2) Wrangling the Olympics
The data in [olympics_top20.csv](olympics_top20.csv) contains information on every Olympic medalist in the top 20 sports by participant count, all the way back to 1896. Use these data to answer the following questions. (The names of the columns should be self-explanatory.)
A) What is the 95th percentile of heights for female competitors across all Athletics events (i.e., track and field)? Note that `sport` is the broad sport (e.g. Athletics) whereas `event` is the specific event (e.g. 100 meter sprint).
B) Which single women’s `event` had the greatest variability in competitor’s heights across the entire history of the Olympics, as measured by the standard deviation?
C) How has the average age of Olympic swimmers changed over time? Does the trend look different for male swimmers relative to female swimmers?

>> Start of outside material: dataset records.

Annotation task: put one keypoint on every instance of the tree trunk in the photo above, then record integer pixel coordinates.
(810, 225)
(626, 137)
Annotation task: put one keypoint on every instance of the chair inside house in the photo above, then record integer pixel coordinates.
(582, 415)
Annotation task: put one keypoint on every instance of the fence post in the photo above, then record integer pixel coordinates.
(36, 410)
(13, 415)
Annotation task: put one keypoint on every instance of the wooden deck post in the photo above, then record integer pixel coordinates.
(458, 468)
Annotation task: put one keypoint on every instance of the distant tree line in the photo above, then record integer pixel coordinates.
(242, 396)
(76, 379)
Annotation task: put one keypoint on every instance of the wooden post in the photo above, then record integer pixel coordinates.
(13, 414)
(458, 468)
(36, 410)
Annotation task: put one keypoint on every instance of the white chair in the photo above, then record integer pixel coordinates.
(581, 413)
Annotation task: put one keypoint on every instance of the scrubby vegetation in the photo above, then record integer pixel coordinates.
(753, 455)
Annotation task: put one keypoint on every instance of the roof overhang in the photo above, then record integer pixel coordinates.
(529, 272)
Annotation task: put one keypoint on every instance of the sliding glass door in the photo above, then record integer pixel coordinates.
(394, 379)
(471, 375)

Create a data frame that can allow you to visualize these trends over time, then plot the data with a line graph with separate lines for male and female competitors. Give the plot an informative caption answering the two questions just posed.

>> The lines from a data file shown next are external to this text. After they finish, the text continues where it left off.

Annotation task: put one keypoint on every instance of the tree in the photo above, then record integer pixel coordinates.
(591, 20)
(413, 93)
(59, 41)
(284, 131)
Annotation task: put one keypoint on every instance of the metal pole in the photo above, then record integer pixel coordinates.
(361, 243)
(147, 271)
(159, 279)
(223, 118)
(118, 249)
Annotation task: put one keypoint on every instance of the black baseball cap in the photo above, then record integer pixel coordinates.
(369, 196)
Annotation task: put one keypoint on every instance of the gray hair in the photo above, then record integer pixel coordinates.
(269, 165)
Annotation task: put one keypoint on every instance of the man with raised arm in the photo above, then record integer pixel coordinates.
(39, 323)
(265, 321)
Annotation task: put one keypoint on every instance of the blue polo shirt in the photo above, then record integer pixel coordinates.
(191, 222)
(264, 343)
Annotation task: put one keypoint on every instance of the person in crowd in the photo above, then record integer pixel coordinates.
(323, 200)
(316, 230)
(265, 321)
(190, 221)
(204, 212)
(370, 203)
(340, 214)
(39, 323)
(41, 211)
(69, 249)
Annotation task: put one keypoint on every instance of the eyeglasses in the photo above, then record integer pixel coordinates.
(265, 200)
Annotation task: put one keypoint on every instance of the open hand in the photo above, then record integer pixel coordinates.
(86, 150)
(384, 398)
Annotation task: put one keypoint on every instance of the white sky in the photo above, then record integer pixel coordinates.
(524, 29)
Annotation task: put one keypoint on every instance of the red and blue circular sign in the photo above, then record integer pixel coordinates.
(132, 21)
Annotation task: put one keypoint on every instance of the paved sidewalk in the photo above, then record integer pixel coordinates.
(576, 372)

3) K-nearest neighbors: cars
The data in [sclass.csv](sclass.csv) contains data on over 29,000 Mercedes S Class vehicles—essentially every such car in this class that was advertised on the secondary automobile market during 2014. For websites like Cars.com or Truecar that aim to provide market-based pricing information to consumers, the Mercedes S class is a notoriously difficult case.
There is a huge range of sub-models that are all labeled “S Class,”” from large luxury sedans to high-performance sports cars; one sub-category of S class has even served as the safety car in Formula 1 Races. Moreover, individual submodels involve cars with many different features. This extreme diversity—unusual for a single model of car—makes it difficult to provide accurate pricing predictions to consumers.
We’ll revisit this data set later in the semester when we’ve got a larger toolkit for building predictive models. For now, let’s focus on three variables in particular:
– trim: categorical variable for car’s trim level, e.g. 350, 63 AMG, etc. The trim is like a sub-model designation.
– mileage: mileage on the car
– price: the sales price in dollars of the car
Your goal is to use K-nearest neighbors to build a predictive model for price, given mileage, separately for each of two trim levels: 350 and 65 AMG. (There are lots of other trim levels that you’ll be ignoring for this question.) That is, you’ll be treating the 350’s and the 65 AMG’s as two separate data sets. (Recall the `filter` command.)
For each of these two trim levels:
1) Split the data into a training and a testing set.
2) Run K-nearest-neighbors, for many different values of K, starting at K=2 and going as high as you need to. For each value of K, fit the model to the training set and make predictions on your test set.
3) Calculate the out-of-sample root mean-squared error (RMSE) for each value of K.
For each trim, make a plot of RMSE versus K, so that we can see where it bottoms out. Then for the optimal value of K, show a plot of the fitted model, i.e. predictions vs. x. (Again, separately for each of the two trim levels.)
Which trim yields a larger optimal value of K? Why do you think this is?